人間が肉眼で見ることのできる星の数は、全天でも6.000くらいのもので、北半球ではその半分の3.000くらいが見えるだけだというのは驚きですが、高度1万メートルで見る星の数は、それこそ「星の数ほど」という形容がそのままあてはまるくらいの星を見ることができます。
なかでも、地上からはこの頃あまりはっきり見えなくなった「天の川」がくっきりと見えることや、赤、黄、青、白と刻々と色を変えながら上がってくる金星を見られるなど、美しい星空のウォッチングには楽しみが多いのですが、昨年(1996年)と今年は、それに「すい星を見る」という楽しみが加わりました。

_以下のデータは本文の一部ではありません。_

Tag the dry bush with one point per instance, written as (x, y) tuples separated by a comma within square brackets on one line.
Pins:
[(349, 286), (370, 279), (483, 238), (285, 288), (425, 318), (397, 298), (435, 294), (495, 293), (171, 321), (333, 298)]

昨年は、やはり3月に「百武すい星」が夜空をいろどったのですが、今年はそれに倍加する「ヘールボップすい星」が我が太陽系を訪問してくれました。3月末から5月はじめにかけて、夜のフライトのたびに双眼鏡を片手に「コメットウォッチング」を楽しむことができました。
なかでも圧巻だったのは、ヨーロッパから成田へ帰ってくる便で、機体の左側(北の方向)に素晴らしいオーロラが見え、そのオーロラの上にヘールボップすい星が輝いていた時です。サッサッと光のカーテンがゆれ動くように輝いているオーロラの、そのすぐ上に、ヘールボップすい星がくっきりとV字型の尾を引いて輝いているのです。これはもう、滅多に見られない大空のショーだと言えます。勿論、さっそく機内アナウンスをして、沢山のお客様にお楽しみいただきました。
これだけ大きな、はっきりしたすい星ですから、それぞれの方が、それぞれの楽しみ方をされたことだと思います。もうこれであと2400年は太陽系にもどってこないということですから、私達は2400年にいちどのチャンスにめぐり会ったことになります。これこそ「幸運」と呼ぶべきものでしょう。